Legislative Finance Committee analyst Linda Kehoe told lawmakers they would have about $485 million available to meet all capital requests.

A detailed assessment of which projects merit funding will be made public later this month or in early January. Legislators looked over a confidential draft on Friday.

Rock-bottom crude oil prices in particular are squeezing government revenue.



An estimated $140 million will be available for capital projects from bonds underwritten by severance taxes that are linked closely to oil and natural gas production. Last year’s estimate was $199 million.

Amid the squeeze on spending, government watchdogs want the state to reconsider the way it selects and pays for public works projects. Legislative analysts have identified more than $1 billion in funds that went unspent for projects approved since 2011.

Rep. Larry Larranaga, R-Albuquerque, placed the blame on lawmakers for not rescinding commitments to stalled construction projects.

“We get criticized a lot for a lot of money sitting out there … that’s not being put to work,” he said. “There is an IRS law that says if you don’t put that money to work, you know, you get penalized. But we don’t do that in our own shop. We don’t do anything about it.”

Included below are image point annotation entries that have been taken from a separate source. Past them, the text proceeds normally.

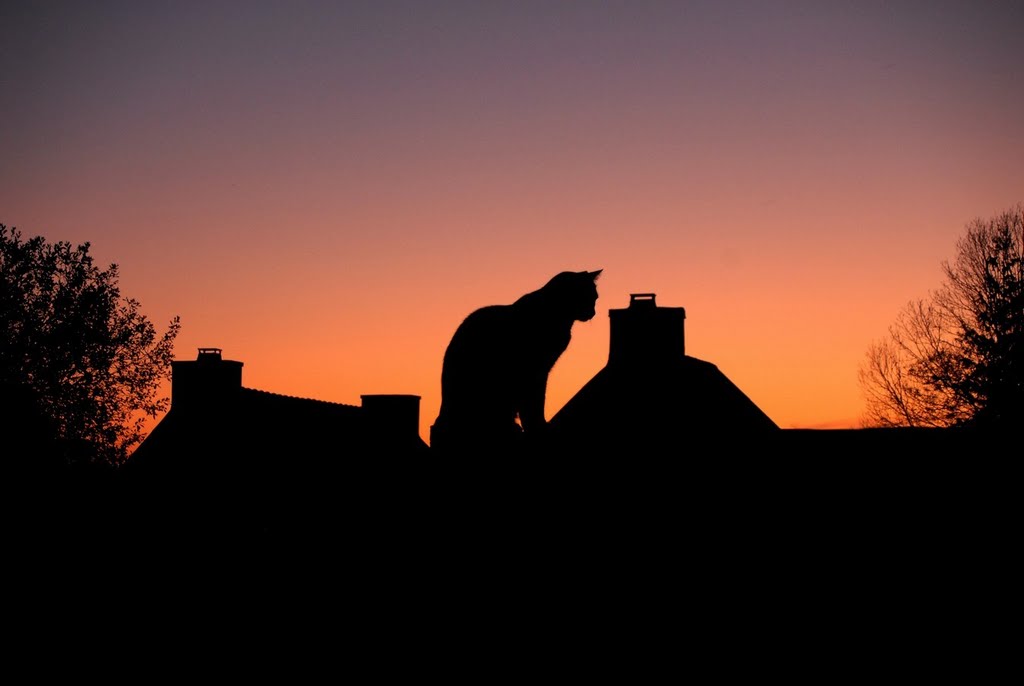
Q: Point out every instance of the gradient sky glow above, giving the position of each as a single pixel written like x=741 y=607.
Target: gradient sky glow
x=324 y=189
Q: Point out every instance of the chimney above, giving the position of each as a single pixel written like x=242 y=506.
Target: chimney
x=207 y=380
x=646 y=334
x=394 y=418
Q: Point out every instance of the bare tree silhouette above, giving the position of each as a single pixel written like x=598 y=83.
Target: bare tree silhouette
x=956 y=357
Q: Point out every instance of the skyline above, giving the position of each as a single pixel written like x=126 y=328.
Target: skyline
x=325 y=190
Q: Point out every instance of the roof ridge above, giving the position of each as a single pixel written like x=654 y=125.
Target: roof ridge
x=298 y=397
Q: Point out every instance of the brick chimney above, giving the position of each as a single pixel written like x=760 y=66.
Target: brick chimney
x=646 y=334
x=207 y=380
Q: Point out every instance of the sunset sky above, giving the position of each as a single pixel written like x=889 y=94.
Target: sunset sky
x=325 y=189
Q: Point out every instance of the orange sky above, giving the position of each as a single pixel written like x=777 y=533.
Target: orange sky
x=324 y=189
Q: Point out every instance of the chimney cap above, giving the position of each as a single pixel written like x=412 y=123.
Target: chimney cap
x=209 y=353
x=642 y=300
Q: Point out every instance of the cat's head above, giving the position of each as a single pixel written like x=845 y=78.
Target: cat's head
x=576 y=293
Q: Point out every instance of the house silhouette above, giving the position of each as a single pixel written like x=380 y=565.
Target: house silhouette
x=225 y=455
x=653 y=431
x=651 y=395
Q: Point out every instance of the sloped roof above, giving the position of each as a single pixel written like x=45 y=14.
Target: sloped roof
x=664 y=405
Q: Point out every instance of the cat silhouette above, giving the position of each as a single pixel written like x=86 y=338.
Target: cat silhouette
x=496 y=368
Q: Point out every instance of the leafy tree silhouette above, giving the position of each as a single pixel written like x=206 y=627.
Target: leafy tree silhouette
x=80 y=366
x=956 y=357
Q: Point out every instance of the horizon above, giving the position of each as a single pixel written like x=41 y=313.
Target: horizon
x=326 y=190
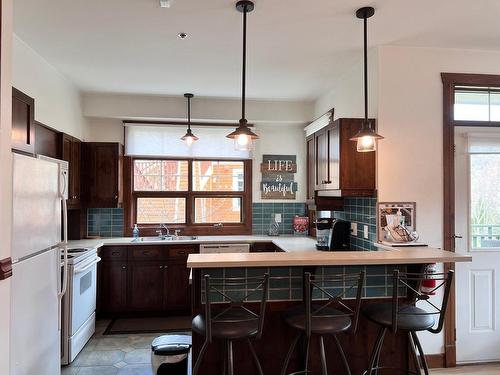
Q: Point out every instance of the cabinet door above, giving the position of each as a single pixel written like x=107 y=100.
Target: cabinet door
x=146 y=281
x=113 y=286
x=74 y=173
x=101 y=166
x=178 y=291
x=321 y=143
x=23 y=122
x=311 y=167
x=71 y=152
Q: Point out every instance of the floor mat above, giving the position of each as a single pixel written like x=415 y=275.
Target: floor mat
x=149 y=325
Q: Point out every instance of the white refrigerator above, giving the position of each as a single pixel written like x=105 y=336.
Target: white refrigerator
x=39 y=265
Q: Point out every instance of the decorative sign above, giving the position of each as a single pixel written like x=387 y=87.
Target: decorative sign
x=278 y=177
x=385 y=209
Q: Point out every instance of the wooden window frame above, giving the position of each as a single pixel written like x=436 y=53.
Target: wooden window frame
x=450 y=80
x=190 y=227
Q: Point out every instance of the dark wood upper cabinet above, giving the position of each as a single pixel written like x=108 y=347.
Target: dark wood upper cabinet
x=70 y=150
x=23 y=122
x=357 y=169
x=311 y=168
x=333 y=163
x=102 y=173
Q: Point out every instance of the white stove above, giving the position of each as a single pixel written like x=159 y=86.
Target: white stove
x=79 y=302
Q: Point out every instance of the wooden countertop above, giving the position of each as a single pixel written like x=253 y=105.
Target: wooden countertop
x=413 y=255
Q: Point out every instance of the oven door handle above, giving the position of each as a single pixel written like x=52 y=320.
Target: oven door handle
x=86 y=266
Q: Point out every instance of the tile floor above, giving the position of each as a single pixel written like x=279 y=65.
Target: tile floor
x=128 y=354
x=131 y=355
x=488 y=369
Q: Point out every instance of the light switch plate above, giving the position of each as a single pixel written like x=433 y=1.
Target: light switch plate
x=354 y=229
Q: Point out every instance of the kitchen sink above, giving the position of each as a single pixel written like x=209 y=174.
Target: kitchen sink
x=165 y=238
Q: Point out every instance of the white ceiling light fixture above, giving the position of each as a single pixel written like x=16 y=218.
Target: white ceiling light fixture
x=165 y=3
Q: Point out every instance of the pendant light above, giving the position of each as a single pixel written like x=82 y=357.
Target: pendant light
x=243 y=136
x=189 y=137
x=366 y=138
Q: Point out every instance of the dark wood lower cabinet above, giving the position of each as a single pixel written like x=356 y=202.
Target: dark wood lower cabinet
x=177 y=279
x=112 y=286
x=144 y=280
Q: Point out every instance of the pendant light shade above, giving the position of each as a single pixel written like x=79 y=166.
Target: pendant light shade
x=243 y=136
x=189 y=137
x=367 y=137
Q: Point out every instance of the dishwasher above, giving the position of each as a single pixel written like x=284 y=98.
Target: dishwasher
x=224 y=248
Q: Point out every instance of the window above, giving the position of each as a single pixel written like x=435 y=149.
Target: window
x=485 y=201
x=191 y=195
x=477 y=104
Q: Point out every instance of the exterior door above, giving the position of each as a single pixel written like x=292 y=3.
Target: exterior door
x=477 y=194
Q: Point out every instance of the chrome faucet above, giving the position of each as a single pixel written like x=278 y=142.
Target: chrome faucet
x=163 y=226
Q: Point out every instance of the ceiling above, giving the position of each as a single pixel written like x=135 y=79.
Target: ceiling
x=295 y=48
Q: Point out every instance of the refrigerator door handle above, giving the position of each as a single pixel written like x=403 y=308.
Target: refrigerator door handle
x=65 y=249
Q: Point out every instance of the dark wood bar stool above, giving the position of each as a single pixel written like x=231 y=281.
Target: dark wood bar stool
x=230 y=320
x=407 y=317
x=326 y=315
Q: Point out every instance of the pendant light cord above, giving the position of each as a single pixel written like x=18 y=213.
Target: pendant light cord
x=189 y=114
x=243 y=80
x=365 y=21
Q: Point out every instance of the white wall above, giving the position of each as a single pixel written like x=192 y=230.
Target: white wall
x=347 y=92
x=122 y=106
x=5 y=173
x=104 y=130
x=279 y=124
x=410 y=116
x=57 y=100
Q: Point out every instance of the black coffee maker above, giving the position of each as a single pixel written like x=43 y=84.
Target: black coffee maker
x=333 y=235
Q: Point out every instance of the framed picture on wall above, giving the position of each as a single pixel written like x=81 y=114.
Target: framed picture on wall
x=407 y=209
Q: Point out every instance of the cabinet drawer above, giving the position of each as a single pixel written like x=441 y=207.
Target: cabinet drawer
x=146 y=252
x=181 y=251
x=114 y=253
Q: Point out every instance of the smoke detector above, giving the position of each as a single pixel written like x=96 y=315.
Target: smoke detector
x=165 y=3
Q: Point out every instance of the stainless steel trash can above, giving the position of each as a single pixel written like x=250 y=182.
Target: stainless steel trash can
x=170 y=354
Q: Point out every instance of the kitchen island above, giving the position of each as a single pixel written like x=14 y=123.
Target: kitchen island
x=286 y=269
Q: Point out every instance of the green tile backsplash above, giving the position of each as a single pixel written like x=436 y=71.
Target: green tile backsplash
x=108 y=222
x=263 y=213
x=285 y=283
x=363 y=212
x=105 y=222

Sen. John Arthur Smith, D-Deming, also expressed frustration about money stranded by unfinished projects.

“We’re going to pick up the papers after we complete our work in the legislative session,” he said, “and two years down the road we are going to be looking at some of these (building) additions that haven’t even been started yet.”

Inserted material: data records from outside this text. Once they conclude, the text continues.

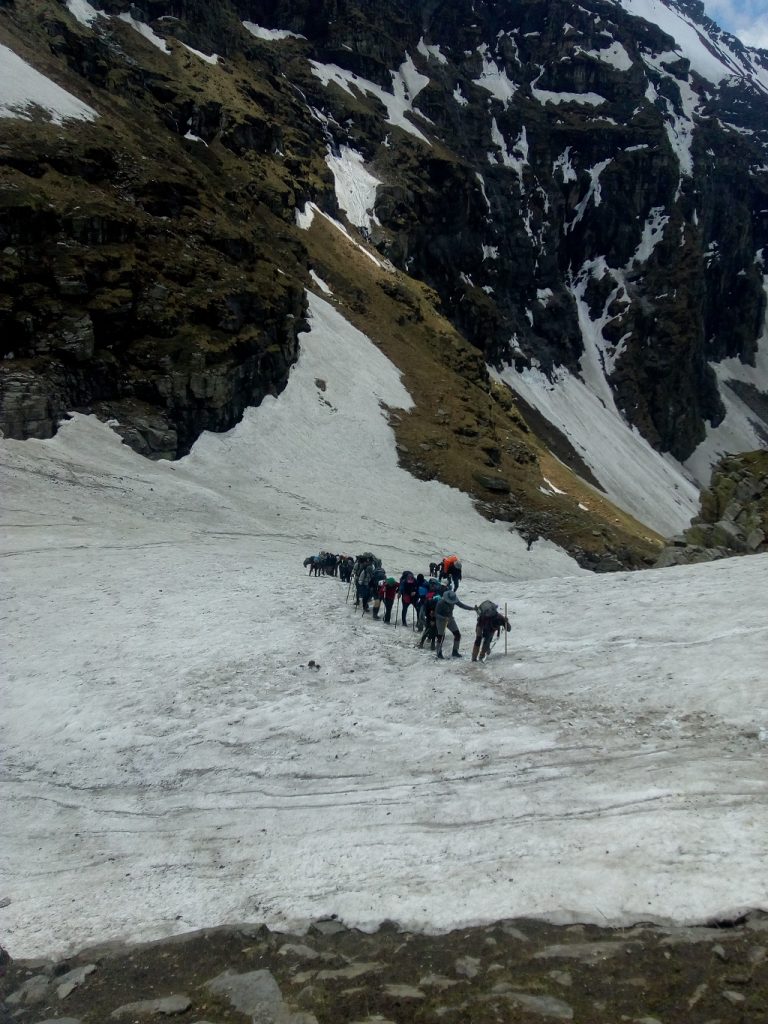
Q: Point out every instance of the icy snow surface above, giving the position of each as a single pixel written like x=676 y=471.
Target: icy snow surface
x=270 y=35
x=355 y=186
x=713 y=59
x=408 y=82
x=83 y=11
x=23 y=88
x=208 y=57
x=172 y=761
x=652 y=487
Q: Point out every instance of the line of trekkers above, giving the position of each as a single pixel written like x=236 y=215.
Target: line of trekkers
x=431 y=600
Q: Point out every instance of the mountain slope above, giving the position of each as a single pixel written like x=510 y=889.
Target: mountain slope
x=580 y=187
x=195 y=767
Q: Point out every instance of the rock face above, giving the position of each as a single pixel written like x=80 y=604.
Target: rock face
x=578 y=192
x=733 y=519
x=518 y=971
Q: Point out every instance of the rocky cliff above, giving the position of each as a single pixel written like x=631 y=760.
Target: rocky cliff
x=733 y=517
x=555 y=188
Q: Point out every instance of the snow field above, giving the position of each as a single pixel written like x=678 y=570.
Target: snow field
x=23 y=87
x=172 y=760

The state expects to be able to tap $187 million from general obligation bonds linked to property values - without raising taxes - to finance the next round of infrastructure projects.

Voters will have the final say on any capital projects funded through general obligation bonds in the November 2016 general election. Lawmakers will consider as many as five ballot measures for senior centers, libraries, college facilities, public schools and prison facilities.

For bond measures approved by voters, funds become available at the start of 2017.